In fact, AMD now has more than 40 EPYC-based platforms in the market and the number is likely to go up thanks to the company's latest design win. Networking equipment giant Cisco is now offering the EPYC 7000 series processors into its UCS series servers. Thanks to this deal, AMD now counts three of the top four server vendors as its clients, with Dell and Hewlett-Packard Enterprise being the other two.

These vendors control around 43% of the global server market, and all of them have launched EPYC-based systems. As such, it isn't surprising to see AMD is confident of scoring a mid-single-digit market share of the server chip market by the end of the year.

AMD will remain a small fish in this pond, but the massive size of the server market means that such a small gain could translate into a big financial windfall for the company.

A big financial impact

Intel's server chip business was worth $17.2 billion back in 2016 when it controlled almost all of this market. Chipzilla's revenue from this business swelled to $19.1 billion last year and is on track to hit nearly $22 billion in 2018, according to Wall Street estimates.

Assuming that AMD is able to carve a 5% share of this market as it originally expects, it would generate around $1.1 billion in revenue from this segment this year. It was generating almost nothing from this market just a couple of years ago when there was no EPYC.

AMD's 2017 revenue stood at $5.3 billion, so server chips could give its top line a 20% boost this year. But the company has its sights set on the bigger prize, as it is looking to eventually corner a bigger share of this market with its second-generation server chips.

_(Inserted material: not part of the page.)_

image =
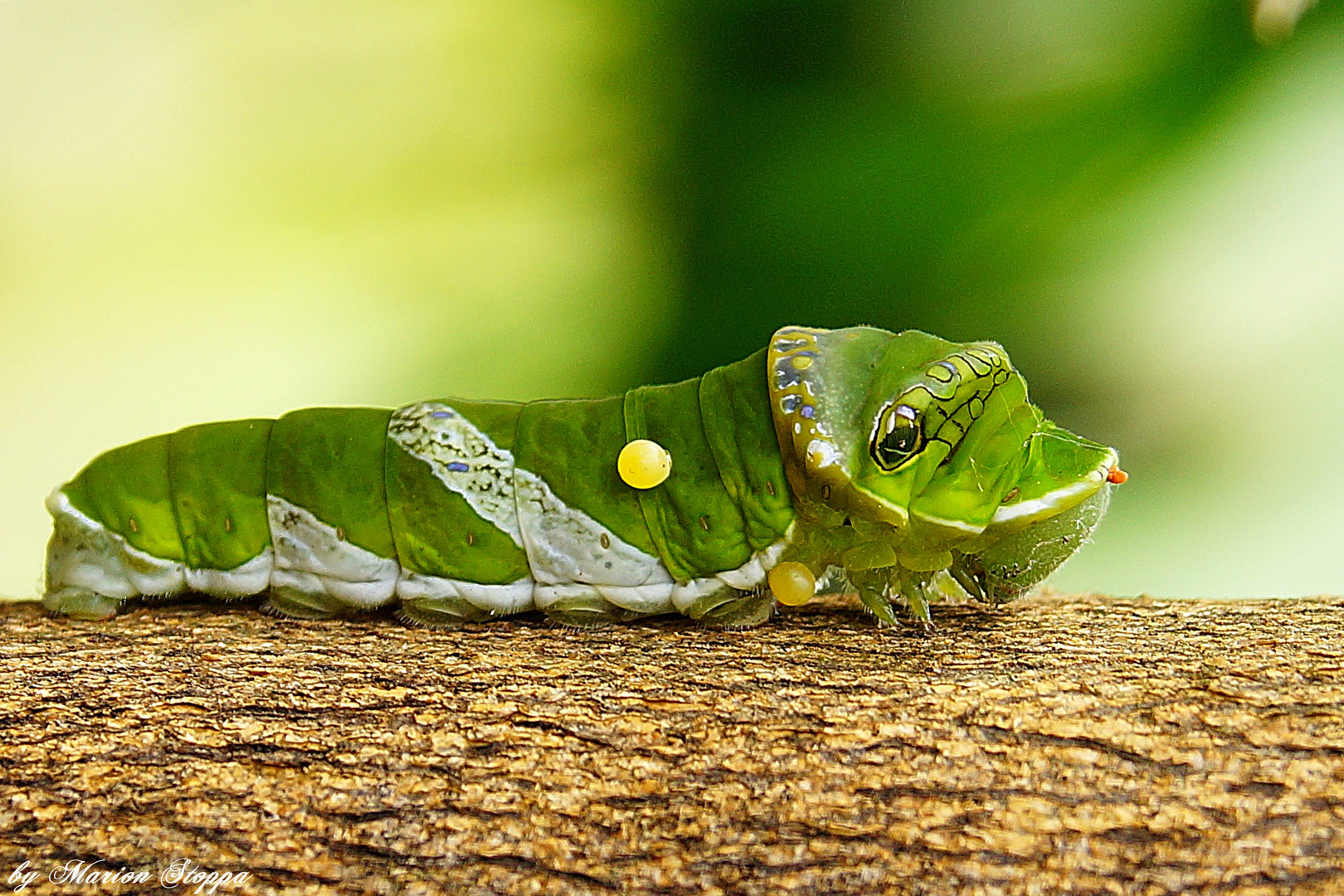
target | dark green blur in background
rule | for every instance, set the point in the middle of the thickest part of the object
(827, 171)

AMD is expected to launch the next-gen server chips, based on a 7nm manufacturing process, sometime next year. As such, it looks all set to steal a march over Intel -- which has delayed its competing 10nm platform yet again, this time to 2019 -- so chips based on this platform won't be hitting the market until 2020 at least.

This turn of events shouldn't surprise many as AMD controlled 20% of the server chip space back in its heyday in 2007.

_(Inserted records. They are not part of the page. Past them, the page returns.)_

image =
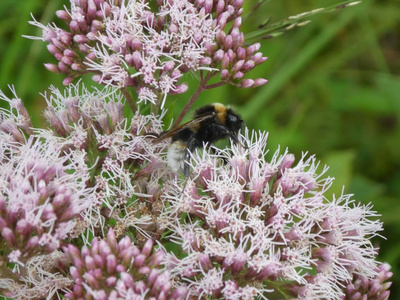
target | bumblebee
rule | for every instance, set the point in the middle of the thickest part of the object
(210, 124)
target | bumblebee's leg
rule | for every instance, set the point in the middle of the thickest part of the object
(231, 135)
(190, 148)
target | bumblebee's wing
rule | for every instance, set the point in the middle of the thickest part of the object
(174, 131)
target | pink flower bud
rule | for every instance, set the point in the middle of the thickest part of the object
(246, 83)
(237, 23)
(91, 10)
(259, 82)
(169, 66)
(111, 281)
(97, 26)
(8, 235)
(52, 68)
(127, 279)
(225, 62)
(182, 88)
(67, 60)
(53, 49)
(80, 38)
(238, 75)
(63, 15)
(228, 42)
(76, 67)
(206, 61)
(74, 26)
(225, 74)
(137, 60)
(220, 7)
(219, 55)
(248, 66)
(208, 5)
(240, 53)
(238, 65)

Servers could be AMD's savior

AMD's GPU business has been on a roll over the past few quarters, but that's not because of the company's cutting-edge product development. NVIDIA still has the superior GPU technology, and its focus on catering to the gamer population means that it can reclaim its lost market share once the cryptocurrency demand comes to an end.

This is why AMD's rising clout in the server market will be crucial to its long-term growth. AMD has a great opportunity to eat into Chipzilla's market share with the help of a solid alternative at competitive prices, and its recent partnerships seem to suggest it is succeeding on this front.